Секретарша, встретившись взглядом с парнем, чуть повела бровью, смутилась, наклонилась к бумагам, лежащим перед ней, а на бледных щеках выступил заметный румянец. Андрей повернулся к окну.

Там, внизу, на площадке возле одинокого «уазика» председателя стояло несколько мужиков. Они о чем-то громко разговаривали, иногда разговор прерывался смехом. Рядом еще стояла группа людей, в основном женщины. И тут он заметил в стороне у изгороди двух девушек. Та, что стояла к нему спиной, была в джинсах, с голубенькой косынкой на шее. Что-то знакомое и похожее на Варвару показалось в ней Андрею. «Неужели она,— обрадованно подумал он и впился взглядом в фигуру девушки.— Ну хоть бы оглянулась. Варя это или нет?» Наконец девушки разошлись, и та, что в джинсах, вдруг резко повернулась, и кончики косынки затрепыхались на ветру. Да, теперь сомнений не было, это стояла Варвара, колхозная почтальонша. Тот же прямой нос, смуглое лицо с тонкими дугами бровей и эта голубенькая косынка, которая так шла ей и делала ее неотразимой.

Андрей хотел тотчас же сбежать вниз, но вовремя спохватился. Он не мог так просто уйти, не предупредив председателя. И хорошо, что в это время из дверей председательского кабинета показались те двое — мужчина и женщина, а следом за ними — Захар Федорович.

— Андрей, зайди,— позвал он и углубился в кабинет.— Сейчас звонил в гараж,— сказал Захар Федорович, как только парень показался на пороге,— в райцентр идет автобус за комиссией Госавтоинспекции, есть возможность уехать с ними. А уж обратно, не обессудь, доберешься на попутной.

— Спасибо, Захар Федорович,— усмехнулся Андрей,— я раздумал... Я тут нашел с кем уехать... С вашей почтальоншей.

— А ведь и верно,— развел руками председатель.— Пока она на почте свои дела справляет, ты и на учет успеешь встать.— Захар Федорович подошел к окну, крикнул:— Варвара! Сухарева! Поднимись-ка ко мне.— А Андрею заметил: — Славная девушка, да вот что-то в семейном отношении у нее не ладится...

При этих словах Андрей почувствовал, как к лицу прихлынула кровь. И так обожгла щеки, что даже испарина выступила на лбу. Боясь, как бы председатель не заметил его смущения, Андрей отошел от стола и сел на самый крайний стул у стены.

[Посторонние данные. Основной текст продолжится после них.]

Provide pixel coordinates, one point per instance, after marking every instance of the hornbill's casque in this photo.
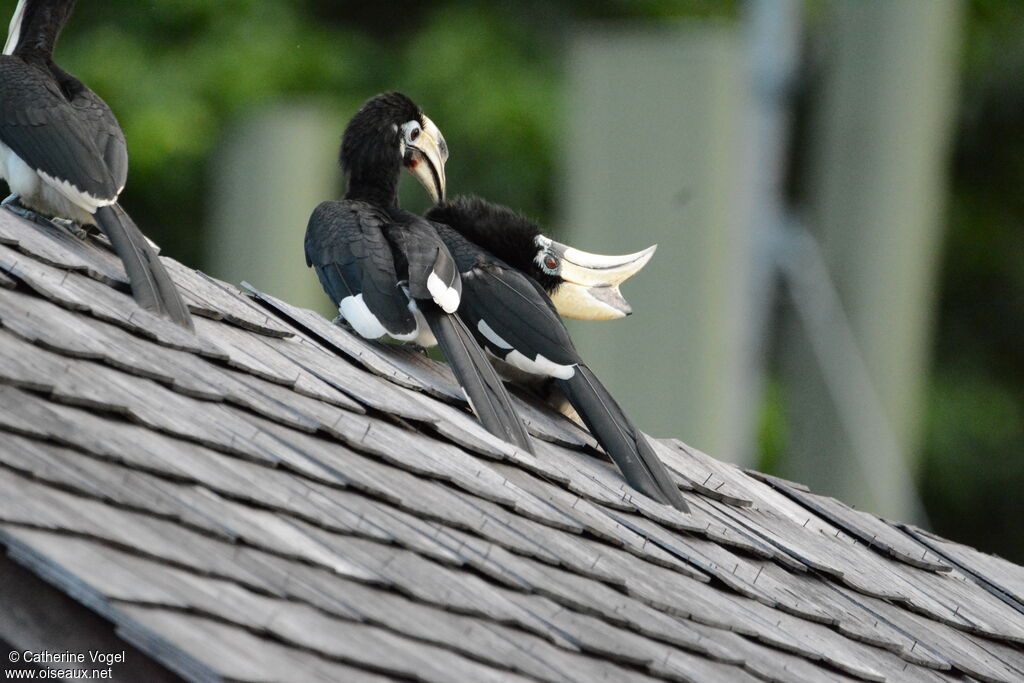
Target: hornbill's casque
(508, 269)
(385, 268)
(64, 155)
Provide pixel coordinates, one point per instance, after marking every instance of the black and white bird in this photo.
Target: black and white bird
(583, 286)
(64, 154)
(507, 269)
(387, 269)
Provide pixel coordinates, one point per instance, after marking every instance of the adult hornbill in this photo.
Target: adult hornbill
(508, 269)
(64, 154)
(385, 268)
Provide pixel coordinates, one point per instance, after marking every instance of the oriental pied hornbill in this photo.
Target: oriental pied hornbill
(64, 155)
(508, 269)
(385, 268)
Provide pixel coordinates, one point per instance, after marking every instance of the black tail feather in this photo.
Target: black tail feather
(487, 395)
(627, 446)
(151, 285)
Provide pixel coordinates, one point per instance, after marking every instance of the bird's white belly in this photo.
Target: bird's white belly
(20, 177)
(46, 195)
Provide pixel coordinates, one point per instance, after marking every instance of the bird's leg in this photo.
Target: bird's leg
(13, 205)
(72, 226)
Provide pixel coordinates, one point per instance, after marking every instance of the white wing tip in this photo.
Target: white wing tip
(444, 296)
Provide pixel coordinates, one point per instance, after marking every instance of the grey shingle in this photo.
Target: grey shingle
(275, 499)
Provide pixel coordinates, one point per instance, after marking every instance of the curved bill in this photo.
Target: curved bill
(590, 283)
(426, 158)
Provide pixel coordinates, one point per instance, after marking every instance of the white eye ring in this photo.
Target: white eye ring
(411, 131)
(548, 261)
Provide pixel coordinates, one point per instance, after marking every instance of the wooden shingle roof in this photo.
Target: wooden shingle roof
(276, 499)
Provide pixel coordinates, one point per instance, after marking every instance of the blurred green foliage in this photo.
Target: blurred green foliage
(973, 465)
(179, 74)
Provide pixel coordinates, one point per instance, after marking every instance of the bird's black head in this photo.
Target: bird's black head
(390, 131)
(581, 285)
(35, 27)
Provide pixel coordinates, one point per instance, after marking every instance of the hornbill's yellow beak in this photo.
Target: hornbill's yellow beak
(590, 282)
(425, 159)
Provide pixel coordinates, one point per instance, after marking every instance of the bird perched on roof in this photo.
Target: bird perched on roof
(508, 268)
(64, 154)
(385, 268)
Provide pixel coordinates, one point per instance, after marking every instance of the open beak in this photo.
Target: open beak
(426, 158)
(590, 283)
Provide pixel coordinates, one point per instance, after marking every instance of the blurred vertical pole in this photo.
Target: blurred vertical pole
(771, 42)
(270, 172)
(876, 202)
(651, 158)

В это время дверь в кабинет распахнулась и, не сдерживая дыхания, Варвара шагнула вперед, громко сказала:

— Слушаю вас, Захар Федорович!— и, заметив Андрея, вдруг сбилась, осеклась на полуслове.— Я... Вы что-то хотели сказать, Захар Федорович?

Андрею показалось, что председатель улыбнулся одними глазами, стрельнув взглядом в его сторону. «Неужели догадался», — подумал Андрей, не зная, куда деть предательски покрасневшее лицо.

— Вот надо помочь нашему защитнику... Познакомься: Андрей Соловьев. В райвоенкомат едет на учет становиться... Захвати с собой.

— А мы, Захар Федорович, уже знакомы,— рассмеялась Варвара и повела взглядом на Андрея.— На днях на своем Гнедке его домой доставила. Так что…

— Ну тогда полный порядок, как говорят, в танковых частях.— И уже в дверях, взяв за рукав Андрея, предупредил: — Встанешь на учет, зайди ко мне. Дело есть, поговорить надо.

— Зайду, Захар Федорович, обязательно зайду.

Пока ехали улицей, Андрей и Варвара даже словом не обмолвились, словно виделись впервые. Но куда денешься от любопытных взглядов встречных, которые почтительно здоровались с ними, а потом долго смотрели вслед. Варвару часто останавливали, и у всех находилось к ней дело. Одних интересовало, будет ли сегодня денежный перевод, другие наказывали не задерживать письмо, если таковое будет. Даже бабка Сычиха, завидев тарантас, замахала рукой, чтобы остановились, и прыткой походкой засеменила к ним. Поймав поручни тарантаса, она глянула подслеповато сначала на Варвару, потом уставилась на Андрея, как бы ища в них сходство. Пожевав беззвучно губами, прошамкала тягуче:

— И-и, Андрюшенька, никак, здесь. Вот Бог-то дал радости Алевтине. Отслужил, значит, соколик? Молодец-то какой! Красавец!

У Андрея покривилась на лице улыбка. Опять эта Сычиха у него на пути. И что надо этой вздорной старухе? Варвара тихонько тронула лошадь. Бабка отцепилась от тарантаса, с хрипотцой, надсадным голосом выкрикнула:

— Ты, Варька, посмотри там лучше. Можа, письмецо от внучонка будет... Не забудь, слышь...

— Ну теперь держись, Андрюшенька-морячок,— уже порядком отъехав от Сычихи, сказала Варвара и, оглянувшись назад, рассмеялась.— Все еще смотрит. Вот старая галоша!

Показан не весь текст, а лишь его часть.